「マル、今すぐ都に行け」
怒りを押し殺し、声は低く響いた。
マルタンが驚いて顔をあげた。
「都の法律学校へ行け。家のことは心配するな」
「オレは施しは受けないぞ。母ちゃんだって受けとらないに決まってる」
「私は決めた。熱意と能力のある人材は、国が育てるべきだ。マルが成功すれば前例ができる。私が制度を作る。国をよりよく治めるために手伝え。マルは前例となって後輩のために道を開け。いい役人になってみせろ」
マルタンはためらった。
道理が通っているようにも思える。
「マルが嫌がっても、私はそうするぞ。私には、この国をよくする義務がある。私は自らの義務と良心に従って行動する」
エドアルの目は真剣だった。
マルタンはまだためらっていたが、やがてうなずいた。
「そうだな、でも、母ちゃんを説得するのは一苦労だぞ」
その夜、エドアルは書斎の本と睨めっこしながら草案を書きあげた。
本は難しく、理解できないことばかりだった。逃げだしたくなりながらも書きあげたものは、草案と呼ぶにはおこがましいシロモノだった。
リュウカに相談し、修正をくり返し、できあがった企画書を手にマルタンの家に乗りこんだ。

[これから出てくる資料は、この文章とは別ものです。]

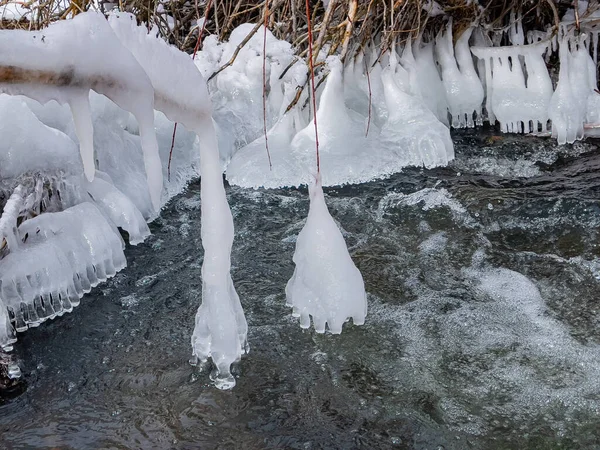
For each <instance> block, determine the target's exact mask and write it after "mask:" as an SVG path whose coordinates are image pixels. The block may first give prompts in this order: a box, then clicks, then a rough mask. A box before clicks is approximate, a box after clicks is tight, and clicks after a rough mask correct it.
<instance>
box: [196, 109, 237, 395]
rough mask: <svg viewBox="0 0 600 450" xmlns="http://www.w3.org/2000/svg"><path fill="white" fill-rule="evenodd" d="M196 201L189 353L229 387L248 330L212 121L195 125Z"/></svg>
mask: <svg viewBox="0 0 600 450" xmlns="http://www.w3.org/2000/svg"><path fill="white" fill-rule="evenodd" d="M195 131H196V132H197V134H198V137H199V138H200V149H201V168H200V170H201V175H200V183H201V188H200V196H201V200H202V246H203V247H204V262H203V264H202V305H200V307H199V308H198V312H197V314H196V326H195V328H194V333H193V335H192V348H193V354H194V356H195V357H196V358H198V359H199V360H200V361H206V360H207V359H208V358H209V357H211V358H212V360H213V363H214V365H215V366H216V371H215V372H214V373H213V375H212V378H213V380H214V381H215V385H216V386H217V387H218V388H220V389H230V388H232V387H233V386H235V378H234V377H233V375H232V374H231V371H230V367H231V364H232V363H234V362H236V361H238V360H239V359H240V358H241V356H242V354H244V353H247V352H248V350H249V347H248V343H247V332H248V326H247V324H246V318H245V316H244V311H243V310H242V306H241V304H240V299H239V297H238V295H237V292H236V291H235V287H234V286H233V281H232V280H231V275H230V273H229V271H230V267H231V261H230V258H231V256H230V255H231V247H232V245H233V217H232V215H231V211H230V209H229V205H228V203H227V198H226V196H225V188H224V186H223V179H222V175H221V166H220V162H219V152H218V147H217V139H216V135H215V133H214V129H213V128H212V123H211V122H210V121H209V122H205V123H200V124H199V125H198V128H197V129H196V130H195Z"/></svg>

「才能と熱意のある人を十人選んで、都で学ばせます。年齢も身分も問いません。これは、この街の奨学金制度をさらに推し進めたものです。ぜひ、マルには十人のうちの一人になって、国の計画に協力してもらいたい」
マルタンの母は、大それたことに息子を関わらせる気はない、どうせ施しだろうと言ってきかなかった。
エドアルは辛抱強く通い、何度も説得を重ねた。
しまいには、リュウカだけでなく、リズやデュール・ヒルブルークをも同伴させて説得に当たった。
「領主さまにまでお願いされちゃあ」
ようやく承諾を得、エドアルは宰相に企画書を送った。
宰相からの返事を待つ間に、早馬のヨアラシが城を訪れた。
「あんたの訪ね人、まだ見つからんぜ。いろいろ探してんだけど」
「そうか。急いでいるわけではないが」
リュウカは無表情のまま答えた。
「がっかりしたか?」
「すぐに見つかると思っていたのが甘かったのだろう。もうしばらく見つからなければ、返しに来ておくれ」
気前のいい姫さんだ、とヨアラシは思う。
きっと、預かった文にも、たんまりご褒美をくれるように書いてあるにちがいない。